Archivo Cuba Urges Bahamas to Hire Cuban Doctors Directly

The organization believes that paying the doctors directly into their accounts does not solve anything, since the doctors will continue to deliver part of their salaries to the regime.

The presence of Cuban doctors causes discomfort among local health workers / La Prensa

14ymedio bigger14ymedio, Madrid, May 13, 2025 — Archivo Cuba, author of a report which determined that the government of the Bahamas paid up to $5,000 and $12,000 to the Cuban regime for each doctor sent to the archipelago on an international mission, has sent a statement expressing its position on the statements made by Prime Minister Philip Davis. The head of the Bahamian Executive said he would pay the health workers directly into their own accounts, which, according to the organization, “does not end the human trafficking and forced labor.”

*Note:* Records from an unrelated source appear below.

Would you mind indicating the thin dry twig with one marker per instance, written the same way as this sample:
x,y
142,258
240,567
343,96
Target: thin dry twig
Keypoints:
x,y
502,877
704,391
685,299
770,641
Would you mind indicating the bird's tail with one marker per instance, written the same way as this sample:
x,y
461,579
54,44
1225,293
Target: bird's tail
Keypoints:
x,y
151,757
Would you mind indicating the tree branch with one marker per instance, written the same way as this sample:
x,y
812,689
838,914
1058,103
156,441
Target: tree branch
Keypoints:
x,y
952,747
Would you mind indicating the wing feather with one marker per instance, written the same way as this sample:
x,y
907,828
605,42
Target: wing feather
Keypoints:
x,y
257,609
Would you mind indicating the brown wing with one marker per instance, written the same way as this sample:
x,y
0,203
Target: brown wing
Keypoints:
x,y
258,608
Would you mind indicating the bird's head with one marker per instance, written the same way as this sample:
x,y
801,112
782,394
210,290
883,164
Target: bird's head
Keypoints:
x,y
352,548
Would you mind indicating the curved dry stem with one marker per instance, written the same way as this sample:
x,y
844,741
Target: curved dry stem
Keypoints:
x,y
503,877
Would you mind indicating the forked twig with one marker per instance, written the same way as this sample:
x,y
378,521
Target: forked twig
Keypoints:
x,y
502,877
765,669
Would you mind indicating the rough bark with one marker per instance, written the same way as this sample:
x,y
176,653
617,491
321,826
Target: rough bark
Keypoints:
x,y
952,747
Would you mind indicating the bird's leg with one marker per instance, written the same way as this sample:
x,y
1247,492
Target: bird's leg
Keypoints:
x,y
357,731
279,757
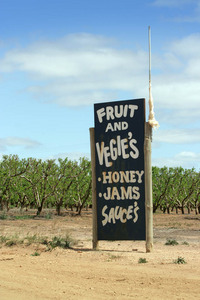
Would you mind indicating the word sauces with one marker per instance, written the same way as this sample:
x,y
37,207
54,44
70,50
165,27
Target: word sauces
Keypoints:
x,y
119,151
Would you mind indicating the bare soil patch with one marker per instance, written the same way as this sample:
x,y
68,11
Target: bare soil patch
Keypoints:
x,y
113,272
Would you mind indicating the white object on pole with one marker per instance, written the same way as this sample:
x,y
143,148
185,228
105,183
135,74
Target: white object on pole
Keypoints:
x,y
152,121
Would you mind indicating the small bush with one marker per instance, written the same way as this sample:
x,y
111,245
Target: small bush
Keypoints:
x,y
3,216
142,260
171,242
35,254
185,243
64,243
180,260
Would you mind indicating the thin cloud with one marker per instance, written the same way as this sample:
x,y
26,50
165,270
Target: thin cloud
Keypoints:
x,y
81,69
17,141
177,136
184,159
173,3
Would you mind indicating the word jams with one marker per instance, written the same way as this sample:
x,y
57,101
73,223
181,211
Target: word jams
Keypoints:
x,y
113,193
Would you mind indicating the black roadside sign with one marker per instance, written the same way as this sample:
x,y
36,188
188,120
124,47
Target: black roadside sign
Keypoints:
x,y
120,184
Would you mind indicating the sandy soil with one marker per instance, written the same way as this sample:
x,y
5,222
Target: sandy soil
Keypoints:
x,y
113,272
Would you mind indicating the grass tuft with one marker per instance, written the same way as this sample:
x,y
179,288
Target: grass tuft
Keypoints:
x,y
180,260
171,242
142,260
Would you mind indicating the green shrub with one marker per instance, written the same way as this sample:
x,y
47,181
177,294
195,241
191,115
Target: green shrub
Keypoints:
x,y
142,260
171,242
180,260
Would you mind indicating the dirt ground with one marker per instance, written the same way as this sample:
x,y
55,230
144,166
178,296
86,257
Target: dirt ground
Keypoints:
x,y
113,272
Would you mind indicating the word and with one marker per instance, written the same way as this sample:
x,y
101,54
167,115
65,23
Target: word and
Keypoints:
x,y
119,213
125,148
117,126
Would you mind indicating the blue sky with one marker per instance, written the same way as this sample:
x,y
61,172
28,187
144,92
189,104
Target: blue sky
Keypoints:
x,y
59,57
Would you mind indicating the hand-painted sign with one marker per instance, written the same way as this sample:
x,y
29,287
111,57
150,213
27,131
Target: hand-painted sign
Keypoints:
x,y
119,152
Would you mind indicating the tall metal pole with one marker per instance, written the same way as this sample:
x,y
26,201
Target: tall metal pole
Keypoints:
x,y
148,170
95,242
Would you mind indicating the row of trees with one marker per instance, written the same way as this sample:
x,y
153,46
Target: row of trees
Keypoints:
x,y
176,189
37,184
33,183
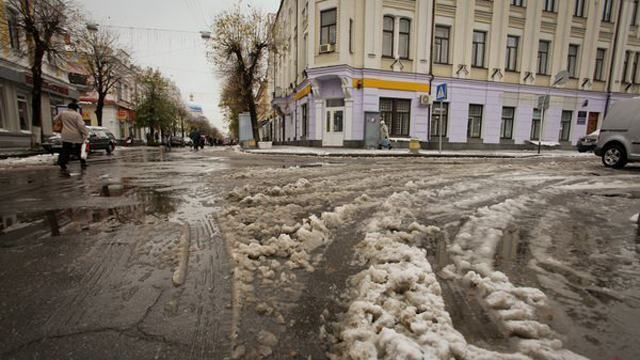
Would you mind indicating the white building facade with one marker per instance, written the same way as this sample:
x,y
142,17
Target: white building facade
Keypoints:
x,y
19,129
344,63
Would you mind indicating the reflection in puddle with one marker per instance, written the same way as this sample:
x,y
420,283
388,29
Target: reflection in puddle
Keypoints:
x,y
136,205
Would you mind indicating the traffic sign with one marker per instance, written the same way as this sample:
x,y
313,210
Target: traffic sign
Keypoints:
x,y
441,92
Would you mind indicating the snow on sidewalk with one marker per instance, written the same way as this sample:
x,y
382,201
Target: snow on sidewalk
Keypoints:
x,y
396,306
314,151
37,160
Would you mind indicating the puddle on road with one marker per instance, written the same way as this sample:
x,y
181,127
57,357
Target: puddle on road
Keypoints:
x,y
130,205
513,255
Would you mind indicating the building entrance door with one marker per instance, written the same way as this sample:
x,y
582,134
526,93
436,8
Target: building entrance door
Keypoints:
x,y
371,130
333,127
592,124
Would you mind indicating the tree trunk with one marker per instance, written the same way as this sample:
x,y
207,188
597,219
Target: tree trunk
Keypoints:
x,y
253,111
100,107
36,91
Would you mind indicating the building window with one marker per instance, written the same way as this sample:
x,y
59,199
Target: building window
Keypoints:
x,y
478,48
474,129
396,113
550,5
14,30
2,116
439,118
599,70
23,112
634,68
305,121
543,57
625,66
512,53
350,36
572,60
535,125
565,125
578,10
387,36
607,10
404,38
506,127
328,27
442,45
338,121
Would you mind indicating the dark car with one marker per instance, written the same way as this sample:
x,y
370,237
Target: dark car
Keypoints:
x,y
588,142
53,144
100,138
177,141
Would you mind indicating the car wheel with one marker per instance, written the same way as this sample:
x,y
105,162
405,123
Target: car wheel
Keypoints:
x,y
614,156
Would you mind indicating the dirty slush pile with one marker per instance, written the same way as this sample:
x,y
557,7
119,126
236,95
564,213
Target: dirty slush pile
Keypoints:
x,y
285,234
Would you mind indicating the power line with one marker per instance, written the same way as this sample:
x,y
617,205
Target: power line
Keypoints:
x,y
151,29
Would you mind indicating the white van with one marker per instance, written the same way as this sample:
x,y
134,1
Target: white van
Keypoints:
x,y
619,139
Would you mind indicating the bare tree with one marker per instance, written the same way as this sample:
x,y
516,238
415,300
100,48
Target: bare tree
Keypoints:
x,y
46,24
99,54
241,42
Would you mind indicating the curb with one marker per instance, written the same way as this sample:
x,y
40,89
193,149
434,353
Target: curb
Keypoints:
x,y
389,155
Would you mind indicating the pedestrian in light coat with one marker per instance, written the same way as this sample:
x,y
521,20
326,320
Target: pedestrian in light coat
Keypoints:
x,y
384,136
74,134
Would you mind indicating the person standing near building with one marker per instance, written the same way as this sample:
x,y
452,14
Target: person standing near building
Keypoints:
x,y
195,137
384,136
74,134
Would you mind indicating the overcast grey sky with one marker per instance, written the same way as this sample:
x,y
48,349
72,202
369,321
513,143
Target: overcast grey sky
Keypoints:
x,y
181,54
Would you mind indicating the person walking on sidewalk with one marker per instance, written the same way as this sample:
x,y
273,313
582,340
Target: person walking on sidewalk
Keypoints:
x,y
384,136
74,134
195,137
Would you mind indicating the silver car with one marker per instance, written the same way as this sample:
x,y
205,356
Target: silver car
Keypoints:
x,y
619,139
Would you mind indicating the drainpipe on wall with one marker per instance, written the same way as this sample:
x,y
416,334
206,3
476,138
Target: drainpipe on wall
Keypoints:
x,y
613,63
433,29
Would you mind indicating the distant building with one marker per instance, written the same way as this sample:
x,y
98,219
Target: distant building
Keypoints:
x,y
18,127
118,114
343,61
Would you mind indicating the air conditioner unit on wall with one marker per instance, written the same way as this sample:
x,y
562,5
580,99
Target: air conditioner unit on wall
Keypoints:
x,y
326,48
426,100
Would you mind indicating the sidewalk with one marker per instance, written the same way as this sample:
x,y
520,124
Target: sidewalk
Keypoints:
x,y
20,153
506,154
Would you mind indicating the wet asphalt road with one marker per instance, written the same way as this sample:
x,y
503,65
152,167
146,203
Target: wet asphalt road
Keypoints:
x,y
132,258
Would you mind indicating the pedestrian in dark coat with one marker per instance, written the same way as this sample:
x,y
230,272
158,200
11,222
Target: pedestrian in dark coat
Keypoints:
x,y
74,134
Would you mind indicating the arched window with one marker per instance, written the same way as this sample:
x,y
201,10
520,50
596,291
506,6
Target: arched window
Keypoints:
x,y
387,36
404,38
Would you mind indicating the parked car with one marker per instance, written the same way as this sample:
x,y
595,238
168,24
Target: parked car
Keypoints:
x,y
588,142
619,139
100,138
53,144
177,141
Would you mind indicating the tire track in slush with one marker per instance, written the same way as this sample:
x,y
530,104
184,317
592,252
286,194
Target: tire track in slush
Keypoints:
x,y
209,269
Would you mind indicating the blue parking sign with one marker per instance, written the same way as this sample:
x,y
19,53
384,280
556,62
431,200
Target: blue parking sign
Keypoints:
x,y
441,92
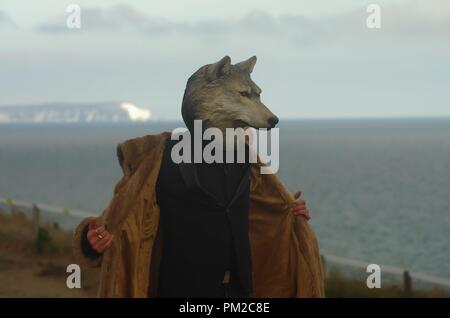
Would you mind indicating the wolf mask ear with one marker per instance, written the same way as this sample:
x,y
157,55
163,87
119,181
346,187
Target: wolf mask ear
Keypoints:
x,y
219,69
248,65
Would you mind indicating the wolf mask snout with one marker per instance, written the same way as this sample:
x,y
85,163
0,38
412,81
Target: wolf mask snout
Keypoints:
x,y
223,95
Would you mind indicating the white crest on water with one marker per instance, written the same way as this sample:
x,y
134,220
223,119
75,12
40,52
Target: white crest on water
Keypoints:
x,y
136,113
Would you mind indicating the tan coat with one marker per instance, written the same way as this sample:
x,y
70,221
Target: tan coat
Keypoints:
x,y
285,254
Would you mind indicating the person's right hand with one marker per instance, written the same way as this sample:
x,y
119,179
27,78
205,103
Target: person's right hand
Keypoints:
x,y
99,238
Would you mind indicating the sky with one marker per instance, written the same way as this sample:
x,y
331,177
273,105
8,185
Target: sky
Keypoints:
x,y
316,59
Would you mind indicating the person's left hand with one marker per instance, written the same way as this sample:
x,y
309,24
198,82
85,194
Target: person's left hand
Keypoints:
x,y
299,206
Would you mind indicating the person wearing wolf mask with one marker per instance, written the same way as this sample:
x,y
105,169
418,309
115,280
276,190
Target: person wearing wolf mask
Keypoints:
x,y
203,229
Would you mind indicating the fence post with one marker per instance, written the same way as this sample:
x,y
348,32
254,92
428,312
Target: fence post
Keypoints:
x,y
407,285
36,219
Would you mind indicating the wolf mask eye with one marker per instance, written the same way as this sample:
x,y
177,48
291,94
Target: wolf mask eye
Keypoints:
x,y
245,94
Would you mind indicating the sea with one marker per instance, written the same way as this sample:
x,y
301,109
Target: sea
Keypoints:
x,y
378,189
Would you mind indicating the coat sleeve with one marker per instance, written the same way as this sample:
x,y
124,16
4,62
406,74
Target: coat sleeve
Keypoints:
x,y
82,251
285,250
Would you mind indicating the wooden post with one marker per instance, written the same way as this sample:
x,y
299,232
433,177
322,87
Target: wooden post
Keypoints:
x,y
36,219
324,265
407,285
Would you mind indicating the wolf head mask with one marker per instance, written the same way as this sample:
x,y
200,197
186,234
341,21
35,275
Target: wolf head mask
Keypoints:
x,y
223,95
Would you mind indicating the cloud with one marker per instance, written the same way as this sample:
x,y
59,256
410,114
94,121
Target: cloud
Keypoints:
x,y
6,20
412,17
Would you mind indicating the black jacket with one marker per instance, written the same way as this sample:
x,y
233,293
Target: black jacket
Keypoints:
x,y
204,222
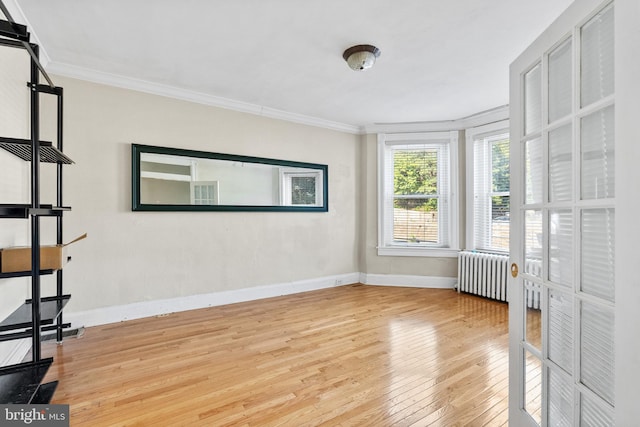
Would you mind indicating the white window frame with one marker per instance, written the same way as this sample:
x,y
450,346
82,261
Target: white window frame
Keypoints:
x,y
472,135
386,246
286,176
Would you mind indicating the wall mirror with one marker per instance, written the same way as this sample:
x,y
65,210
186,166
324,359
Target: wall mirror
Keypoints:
x,y
172,179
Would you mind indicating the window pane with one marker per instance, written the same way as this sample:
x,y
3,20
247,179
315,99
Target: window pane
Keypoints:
x,y
597,57
560,81
597,149
415,220
415,172
533,100
303,190
500,166
499,223
560,168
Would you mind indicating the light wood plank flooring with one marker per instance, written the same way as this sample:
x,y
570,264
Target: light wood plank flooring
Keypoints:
x,y
347,356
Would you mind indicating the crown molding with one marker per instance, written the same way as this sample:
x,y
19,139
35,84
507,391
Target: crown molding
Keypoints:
x,y
95,76
483,118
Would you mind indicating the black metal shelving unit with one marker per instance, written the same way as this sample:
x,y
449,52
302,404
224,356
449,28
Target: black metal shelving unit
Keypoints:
x,y
22,383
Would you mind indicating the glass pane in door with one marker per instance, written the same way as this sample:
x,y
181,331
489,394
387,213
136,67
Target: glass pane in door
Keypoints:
x,y
533,320
533,100
597,350
597,146
560,399
561,329
533,387
560,74
597,56
533,242
533,170
561,247
594,415
597,249
560,164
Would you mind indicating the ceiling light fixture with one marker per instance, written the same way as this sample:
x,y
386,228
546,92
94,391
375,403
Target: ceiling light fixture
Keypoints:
x,y
361,57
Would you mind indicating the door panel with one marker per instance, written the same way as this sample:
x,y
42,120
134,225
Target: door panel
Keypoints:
x,y
562,230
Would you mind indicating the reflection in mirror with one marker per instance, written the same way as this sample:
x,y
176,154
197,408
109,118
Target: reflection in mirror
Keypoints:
x,y
176,180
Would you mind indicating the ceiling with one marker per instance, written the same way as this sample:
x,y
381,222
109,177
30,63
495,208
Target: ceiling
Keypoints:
x,y
440,60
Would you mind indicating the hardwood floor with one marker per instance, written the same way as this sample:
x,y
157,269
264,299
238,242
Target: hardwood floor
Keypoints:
x,y
347,356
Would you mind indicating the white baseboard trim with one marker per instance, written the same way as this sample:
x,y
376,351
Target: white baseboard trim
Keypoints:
x,y
409,281
114,314
16,352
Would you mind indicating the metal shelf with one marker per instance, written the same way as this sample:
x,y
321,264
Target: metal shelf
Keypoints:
x,y
50,308
22,149
19,384
23,211
24,274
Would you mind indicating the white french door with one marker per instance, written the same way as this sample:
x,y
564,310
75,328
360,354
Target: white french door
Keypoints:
x,y
562,292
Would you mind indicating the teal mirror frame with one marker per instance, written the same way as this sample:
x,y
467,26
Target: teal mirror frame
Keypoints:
x,y
137,150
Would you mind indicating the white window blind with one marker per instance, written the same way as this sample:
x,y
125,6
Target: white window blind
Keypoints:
x,y
489,206
417,209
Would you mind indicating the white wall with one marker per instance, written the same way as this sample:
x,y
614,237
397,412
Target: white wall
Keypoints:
x,y
133,257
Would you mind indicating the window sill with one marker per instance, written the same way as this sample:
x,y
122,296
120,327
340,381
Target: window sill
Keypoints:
x,y
419,252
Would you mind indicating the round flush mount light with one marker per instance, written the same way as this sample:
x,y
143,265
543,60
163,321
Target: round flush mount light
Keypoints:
x,y
361,57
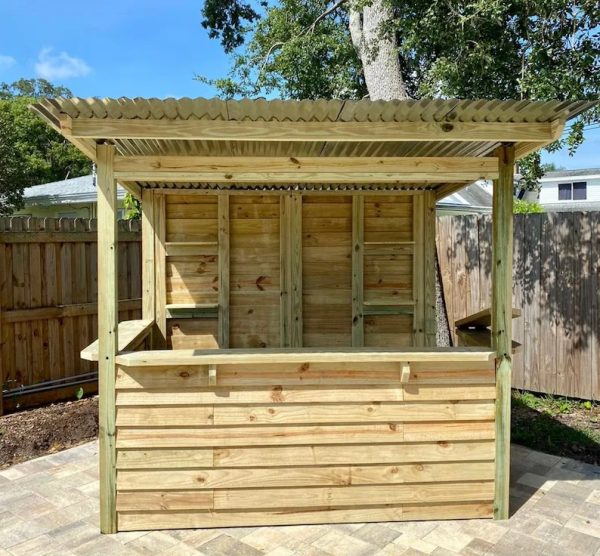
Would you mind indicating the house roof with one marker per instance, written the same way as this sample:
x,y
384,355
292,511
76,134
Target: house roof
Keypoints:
x,y
473,197
309,142
73,190
550,176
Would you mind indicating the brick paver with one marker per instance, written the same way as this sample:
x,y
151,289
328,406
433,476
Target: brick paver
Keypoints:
x,y
49,506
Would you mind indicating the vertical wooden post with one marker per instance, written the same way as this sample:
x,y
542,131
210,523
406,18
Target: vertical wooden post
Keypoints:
x,y
358,250
295,266
107,332
284,270
430,301
148,282
160,271
419,269
502,253
223,269
290,250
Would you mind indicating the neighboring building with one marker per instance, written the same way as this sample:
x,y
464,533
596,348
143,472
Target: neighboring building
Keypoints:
x,y
474,199
75,197
571,190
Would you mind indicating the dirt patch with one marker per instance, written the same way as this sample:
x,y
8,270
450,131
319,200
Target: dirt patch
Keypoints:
x,y
33,433
560,426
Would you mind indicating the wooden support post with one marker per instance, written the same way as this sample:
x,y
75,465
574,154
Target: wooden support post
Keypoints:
x,y
295,266
160,271
429,270
502,253
107,332
223,270
358,250
148,282
419,270
290,249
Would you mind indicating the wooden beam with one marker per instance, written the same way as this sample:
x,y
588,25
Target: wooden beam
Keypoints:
x,y
284,271
429,269
296,322
358,226
502,252
107,333
291,270
148,258
304,169
223,269
160,271
525,148
132,188
443,191
419,270
218,130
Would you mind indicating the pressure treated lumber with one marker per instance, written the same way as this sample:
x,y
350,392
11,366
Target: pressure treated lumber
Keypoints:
x,y
223,270
501,321
148,258
130,334
358,216
107,332
304,169
482,319
274,355
219,130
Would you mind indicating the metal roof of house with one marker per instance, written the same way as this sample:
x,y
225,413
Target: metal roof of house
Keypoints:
x,y
571,173
73,190
473,197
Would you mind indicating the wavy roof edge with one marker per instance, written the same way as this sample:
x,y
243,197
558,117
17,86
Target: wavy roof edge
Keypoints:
x,y
427,110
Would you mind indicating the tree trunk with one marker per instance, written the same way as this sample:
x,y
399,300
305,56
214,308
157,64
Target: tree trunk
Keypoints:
x,y
377,51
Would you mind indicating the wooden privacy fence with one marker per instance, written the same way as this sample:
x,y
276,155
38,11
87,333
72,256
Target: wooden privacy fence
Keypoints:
x,y
48,303
556,285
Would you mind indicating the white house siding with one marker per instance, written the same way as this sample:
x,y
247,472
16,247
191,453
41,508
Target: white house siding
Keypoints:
x,y
549,191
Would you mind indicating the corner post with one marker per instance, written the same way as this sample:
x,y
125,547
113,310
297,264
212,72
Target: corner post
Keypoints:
x,y
502,255
148,283
108,318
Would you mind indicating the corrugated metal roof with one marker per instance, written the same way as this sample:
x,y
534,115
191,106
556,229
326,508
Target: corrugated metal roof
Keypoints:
x,y
261,110
426,110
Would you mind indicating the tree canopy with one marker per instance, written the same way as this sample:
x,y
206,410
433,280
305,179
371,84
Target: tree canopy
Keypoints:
x,y
505,49
30,151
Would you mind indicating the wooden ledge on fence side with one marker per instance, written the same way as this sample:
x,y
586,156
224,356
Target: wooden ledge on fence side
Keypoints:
x,y
482,319
301,355
131,334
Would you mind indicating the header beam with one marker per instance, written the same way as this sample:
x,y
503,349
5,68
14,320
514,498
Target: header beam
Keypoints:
x,y
219,130
304,169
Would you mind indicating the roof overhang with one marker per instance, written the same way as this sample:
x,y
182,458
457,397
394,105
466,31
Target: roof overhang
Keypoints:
x,y
199,143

Cuba Archive argues that the idea, expressed by Davis in The Nassau Guardian, “does not represent a real change of policy and will not stop exploitation” as it is documented that, “even when Cuban workers who are exported are paid ’directly’, they are still obliged to send a large part of their income to the Cuban government”.

The organization urges the Bahamas to hire workers directly, as well as nationals and foreigners, in addition to ceasing the intermediation of the Cuban government “or any of its entities or representatives.”

“Even when the exported Cuban workers are paid ‘directly’, they are still obliged to send a large part of their income to the Cuban government.”

On May 6, Philip Davis held a meeting with US Secretary of State, Marco Rubio, in which they discussed several issues that are of concern to Washington, including Cuban medical missions. “As you know, the issue of how Cuban doctors are compensated is something for which the Secretary of State has shown concern and raised a red flag,” said Bahamas press secretary Keishla Adderley.

She was referring to the measure announced in February of this year by the US expressing its intention to restrict visas to officials from foreign countries involved in what it called “labor exploitation” of Cuban workers abroad, including health workers.

At last week’s meeting, Davis told the local press that he had explained the situation to US officials and denied that Cuban doctors were in a situation of labor exploitation. “We were able to communicate to them, and I think they were satisfied that we are not involved in forced labor as far as we know,” he said.

“If forced labor is occurring in our country with the Cubans, we have no record of it,” he added, while indicating that an exhaustive analysis was being carried out to determine whether there was any “element” of this type present in the employment relationship. “If we discover something like this, it will be corrected,” he said.

Davis argued that the payment method, through the Cuban government, is not extraordinary. The Prime Minister resorted to recalling how the US paid part of the wages of Bahamian seasonal workers to the UK before the islands became independent. “That is not an unknown concept or construct. But it is now considered an ingredient for forced labor. So, we will address that. To anyone we hire, we will say: ’Look, we’ll pay directly into your account’.”

Cuba Archive believes that this eventual solution does not imply any change in what is understood more as a message to the US State Department.

“Newly received information indicates that a Cuban official in Nassau, Amaury Gomez (who is probably listed as a “health worker”), has been collecting these remittances in cash. Cuban teachers have been instructed to start sending money by authorizing a fictitious online purchase linked to a Royal Bank of Canada subsidiary, RBC Dominion Securities, at 3250 Bloor Street West, Toronto, Ontario. Those who resist face deportation and other sanctions,” argues the organization, which counts 40 current members of the Cuban medical brigade and 130 Cuban teachers.

In the report, Cuba Archive reviews the figures of the agreements between the Bahamas and Cuba, estimated at $15.7 million annually by health workers and educators

In the report, Cuba Archive reviews the figures of the agreements between the Bahamas and Cuba, estimated at $15.7 million per year for health care and educators, plus travel, insurance, training and other items that it estimates at $17 million more annually.

According to the organization’s figures, “specialist medical advisers” are paid $12,000 a month and “biomedical engineers” $5,000, 92 per cent of which goes to the Cuban Government. In addition, Archivo Cuba states that during the pandemic, 50 Cuban nurses came to Nassau who worked without permission for half a year, of which only 10 treated patients with covid-19 for $750 per month, while the nurses that the country had hired directly were pocketing between $4,000 and $6,000.

For their part, Cuban teachers must pay 50% of their salary to the regime and, as with the health workers, must comply with strict rules, including avoiding relations with the local population and demonstrating against the embargo on the last Sunday of each month.